| By Brent Shearer

You've probably heard by now … the news is out. It's all over the city's public courts, from Central Park to Riverside Park, to my home courts in East River Park, or, as we call it, the East Village Country Club. I'm not a 5.0 on the National Tennis Rating Program’s (NTRP) scale anymore. If I ever was.

The NTRP is the U.S. tennis rating system. Beginners are ranked 2.0, and it rises in 0.5 increments to ATP-level professionals who are ranked 7.0.

For years, for decades even, I thought I was a 5.0. I told everybody I was a 5.0. Hadn't I played Division I college tennis even if it was in a previous century? Sure, I'd lost a step or two, maybe I wasn't playing much these days, but I'd assigned myself a 5.0 rating, and I thought that was what I was.

I knew that a lot of players rate themselves more highly than they deserve. I'd joked with my fellow teaching pros about players who called themselves 5.0s and weren't even close. I saw the humor in these men and women who overrated themselves. But me? I had a former Australian Davis Cupper as a coach when I was 12, the same guy Vitas Gerulaitis used when he was coming up. True, I don't play events on the senior circuit, but I am the 2004 Riverside Park 45 and Over Champion. When I got certified for a PTR credential, the coach running the session, herself a former tour player, said I had a beautiful game. The NTRP doesn't give out style points, but how was I not rated a 5.0?

Sure, I shanked most of the overheads in the evaluation, but I pointed with my left hand as I teach my students to do. Really, who practices overheads if you haven't been playing that much. And as for my serve, I had trouble getting the first serve in, but when I missed these slice serves, wasn't I able to put the second serves into play pretty well using my anemic kick serve? That's two different kinds of serves even if neither was very consistent or powerful.

Of course, my first response was to question the competence of my tester, USTA Billie Jean King National Tennis Center Pro Bora Gerceker. What did this guy know anyway to so cavalierly knock me off my comfortable, self-assigned 5.0 perch? Then I read Bora's bio on the NTC site. Of about 15 impressive credentials and achievements, the only one I remember is that he was the Turkish Fed Cup Captain.

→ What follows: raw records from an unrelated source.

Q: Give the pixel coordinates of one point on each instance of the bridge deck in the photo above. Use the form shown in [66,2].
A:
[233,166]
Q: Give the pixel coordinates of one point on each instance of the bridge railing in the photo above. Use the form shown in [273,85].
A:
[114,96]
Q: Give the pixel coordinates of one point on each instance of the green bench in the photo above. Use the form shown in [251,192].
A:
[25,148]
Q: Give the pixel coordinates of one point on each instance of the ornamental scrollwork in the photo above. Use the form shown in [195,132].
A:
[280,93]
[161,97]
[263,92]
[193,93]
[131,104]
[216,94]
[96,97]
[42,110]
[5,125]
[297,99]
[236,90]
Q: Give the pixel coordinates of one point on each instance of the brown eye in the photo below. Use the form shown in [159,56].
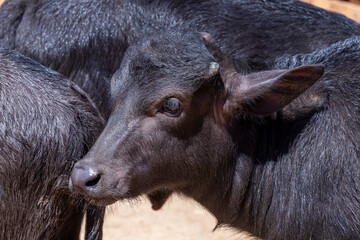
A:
[172,107]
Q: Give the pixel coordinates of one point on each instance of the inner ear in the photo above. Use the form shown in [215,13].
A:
[267,92]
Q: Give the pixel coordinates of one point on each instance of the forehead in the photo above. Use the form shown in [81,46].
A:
[166,61]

When I won the Riverside Park clay event, the quality of the guys I beat was pretty high. In the finals I beat another writer by the odd score of 5-7, 6-0, 6-0. Still, that is hardly Fed Cup level tennis.

I have to admit that Bora knows more about the game than I do.

And I didn't go down just one step to 4.5. If I'd been rated a 4.5 I wouldn't feel nearly as dissed as I do now that I'm a mere 4.0.
Bora seemed like a nice guy. What if my 4.0 is really a “mercy 4.0” like that proofreading class in journalism school where I got the “mercy” D? Maybe I’m really a 3.5?

I’m going to look for the tennis equivalent of those SAT prep courses. Maybe I’ll never be a 5.0 again, but as God and Bora are my witnesses, I’m going to climb back up to 4.5 even if I have to practice overheads.